O câncer de mama superou o de pulmão e se tornou a forma mais comum da doença no mundo, segundo dados da Organização Mundial da Saúde (OMS) divulgados, nesta terça-feira (2). No Brasil, de acordo com o Instituto Nacional do Câncer (Inca), a doença atinge os seios de homens e mulheres e tem cerca de 66 mil novos diagnósticos, todos os anos. Um dos fatores que ajuda a explicar o alto índice é o aumento da obesidade nas últimas décadas.

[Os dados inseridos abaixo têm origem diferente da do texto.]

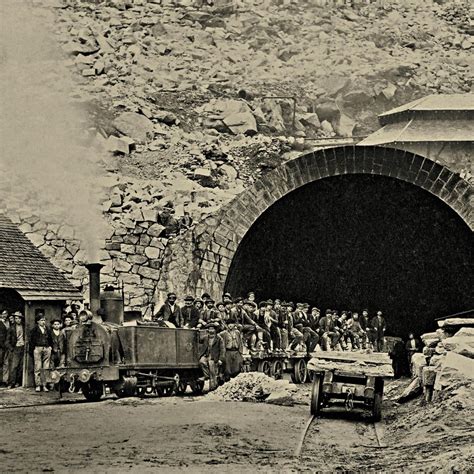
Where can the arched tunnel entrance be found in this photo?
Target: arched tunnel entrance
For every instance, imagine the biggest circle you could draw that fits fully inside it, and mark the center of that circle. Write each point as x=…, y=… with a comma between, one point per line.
x=355, y=241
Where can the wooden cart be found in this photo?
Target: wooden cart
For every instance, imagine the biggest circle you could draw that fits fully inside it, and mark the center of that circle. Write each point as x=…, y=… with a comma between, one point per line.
x=354, y=378
x=275, y=364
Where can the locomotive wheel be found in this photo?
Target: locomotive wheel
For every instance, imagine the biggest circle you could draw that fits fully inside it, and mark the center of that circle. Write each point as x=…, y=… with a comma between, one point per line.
x=300, y=372
x=316, y=393
x=165, y=391
x=127, y=388
x=197, y=386
x=93, y=391
x=277, y=369
x=265, y=367
x=181, y=388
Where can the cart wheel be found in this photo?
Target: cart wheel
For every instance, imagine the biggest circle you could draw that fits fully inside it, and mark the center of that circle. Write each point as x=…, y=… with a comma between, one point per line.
x=312, y=375
x=181, y=388
x=316, y=393
x=165, y=391
x=377, y=408
x=265, y=367
x=197, y=386
x=93, y=391
x=277, y=369
x=300, y=372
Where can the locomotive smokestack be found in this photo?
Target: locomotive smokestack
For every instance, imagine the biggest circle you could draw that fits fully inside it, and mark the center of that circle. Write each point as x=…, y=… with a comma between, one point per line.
x=94, y=288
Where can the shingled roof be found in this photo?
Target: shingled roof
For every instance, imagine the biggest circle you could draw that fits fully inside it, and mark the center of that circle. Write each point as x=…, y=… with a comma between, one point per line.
x=24, y=268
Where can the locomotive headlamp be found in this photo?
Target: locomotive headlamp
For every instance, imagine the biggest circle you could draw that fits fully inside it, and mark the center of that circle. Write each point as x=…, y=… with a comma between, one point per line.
x=55, y=376
x=84, y=376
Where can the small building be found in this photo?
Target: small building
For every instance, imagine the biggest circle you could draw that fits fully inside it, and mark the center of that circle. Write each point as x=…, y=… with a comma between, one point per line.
x=29, y=283
x=439, y=127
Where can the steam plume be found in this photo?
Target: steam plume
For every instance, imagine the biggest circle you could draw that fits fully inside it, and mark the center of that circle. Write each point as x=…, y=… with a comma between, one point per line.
x=43, y=148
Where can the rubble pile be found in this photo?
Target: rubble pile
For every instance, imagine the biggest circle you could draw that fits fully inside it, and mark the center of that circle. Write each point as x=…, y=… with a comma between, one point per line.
x=255, y=387
x=196, y=102
x=447, y=360
x=160, y=67
x=143, y=217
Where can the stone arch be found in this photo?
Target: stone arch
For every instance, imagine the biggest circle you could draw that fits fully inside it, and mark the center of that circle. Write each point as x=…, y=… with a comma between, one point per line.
x=218, y=237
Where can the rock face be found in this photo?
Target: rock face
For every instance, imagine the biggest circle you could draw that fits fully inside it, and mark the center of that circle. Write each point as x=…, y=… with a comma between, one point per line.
x=135, y=126
x=450, y=362
x=454, y=369
x=461, y=343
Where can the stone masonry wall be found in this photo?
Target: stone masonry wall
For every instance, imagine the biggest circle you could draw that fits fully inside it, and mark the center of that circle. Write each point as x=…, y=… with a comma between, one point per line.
x=216, y=239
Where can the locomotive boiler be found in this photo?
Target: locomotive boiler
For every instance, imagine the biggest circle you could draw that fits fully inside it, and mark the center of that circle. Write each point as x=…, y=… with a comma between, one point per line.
x=129, y=359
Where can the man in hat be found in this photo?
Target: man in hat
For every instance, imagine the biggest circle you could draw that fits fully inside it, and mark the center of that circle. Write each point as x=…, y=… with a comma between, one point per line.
x=3, y=345
x=244, y=322
x=41, y=342
x=329, y=334
x=16, y=346
x=233, y=349
x=212, y=356
x=378, y=331
x=227, y=298
x=58, y=344
x=189, y=314
x=209, y=312
x=170, y=311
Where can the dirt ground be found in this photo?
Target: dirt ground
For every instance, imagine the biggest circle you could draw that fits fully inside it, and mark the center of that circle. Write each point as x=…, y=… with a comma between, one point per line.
x=190, y=433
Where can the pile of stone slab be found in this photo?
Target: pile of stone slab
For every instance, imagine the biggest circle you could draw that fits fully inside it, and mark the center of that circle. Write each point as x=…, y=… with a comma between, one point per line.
x=447, y=360
x=256, y=387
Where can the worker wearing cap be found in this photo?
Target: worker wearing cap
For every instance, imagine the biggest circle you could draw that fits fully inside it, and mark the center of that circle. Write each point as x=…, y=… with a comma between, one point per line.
x=245, y=323
x=170, y=311
x=40, y=346
x=210, y=314
x=16, y=345
x=3, y=345
x=227, y=298
x=189, y=313
x=212, y=356
x=378, y=331
x=329, y=333
x=233, y=349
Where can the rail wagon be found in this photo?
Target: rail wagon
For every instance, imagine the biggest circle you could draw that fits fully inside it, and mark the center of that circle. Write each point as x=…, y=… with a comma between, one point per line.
x=353, y=378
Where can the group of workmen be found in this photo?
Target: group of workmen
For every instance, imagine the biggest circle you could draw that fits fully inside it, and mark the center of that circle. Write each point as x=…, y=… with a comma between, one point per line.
x=45, y=345
x=238, y=326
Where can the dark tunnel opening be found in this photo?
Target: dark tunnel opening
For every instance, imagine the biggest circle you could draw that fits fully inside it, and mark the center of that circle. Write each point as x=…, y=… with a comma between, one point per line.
x=356, y=241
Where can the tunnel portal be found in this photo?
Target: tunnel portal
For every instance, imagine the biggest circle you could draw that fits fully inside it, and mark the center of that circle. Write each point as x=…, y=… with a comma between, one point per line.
x=356, y=241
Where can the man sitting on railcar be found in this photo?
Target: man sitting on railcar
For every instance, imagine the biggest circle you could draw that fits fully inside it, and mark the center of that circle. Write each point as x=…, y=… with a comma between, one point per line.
x=233, y=349
x=170, y=311
x=212, y=356
x=189, y=314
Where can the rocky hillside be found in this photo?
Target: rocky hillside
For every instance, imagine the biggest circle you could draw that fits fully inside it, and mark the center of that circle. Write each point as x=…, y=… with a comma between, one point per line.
x=192, y=102
x=185, y=82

A Pesquisa Nacional de Saúde (PNS), de 2019, mostrou que 61,7% da população adulta brasileira têm excesso de peso. Entre 2002 e 2003, esse percentual era de 43,3%. Além disso, afirma que 630 mil pessoas diagnosticadas com algum tipo de câncer podem ter sua doença associada ao sobrepeso e à obesidade. O sexo mais afetado é o feminino, que representa 55% de todos os casos. Em homens, o excesso de peso é responsável por 24% dos diagnósticos do câncer.

Lorena Lima Amato, endocrinologista pela FMUSP, informa que a obesidade é fator de risco para, pelo menos, 13 tipos de câncer: adenocarcinoma do esôfago, estômago, cólon, reto, fígado, vesícula biliar, pâncreas, colo de útero, ovário, rim, tireoide, câncer de mama pós-menopausa e mieloma múltiplo.

“O excesso de gordura corporal provoca um estado de inflamação crônica e aumentos nos níveis de alguns hormônios, que promovem o crescimento de células cancerígenas, aumentando as chances de desenvolvimento da doença”, explica.

Para ela, a prevenção é a melhor estratégia para evitar esse agravante, estimulando hábitos de vida mais saudáveis, o combate ao sedentarismo e boa alimentação.

A OMS alerta que, quanto mais a população cresce e a expectativa de vida aumenta, as doenças se tornam mais comuns. A expectativa é que, em 2040, 30 milhões de novos casos de câncer sejam identificados por ano no mundo. Hoje, esse número é de 19,3 milhões.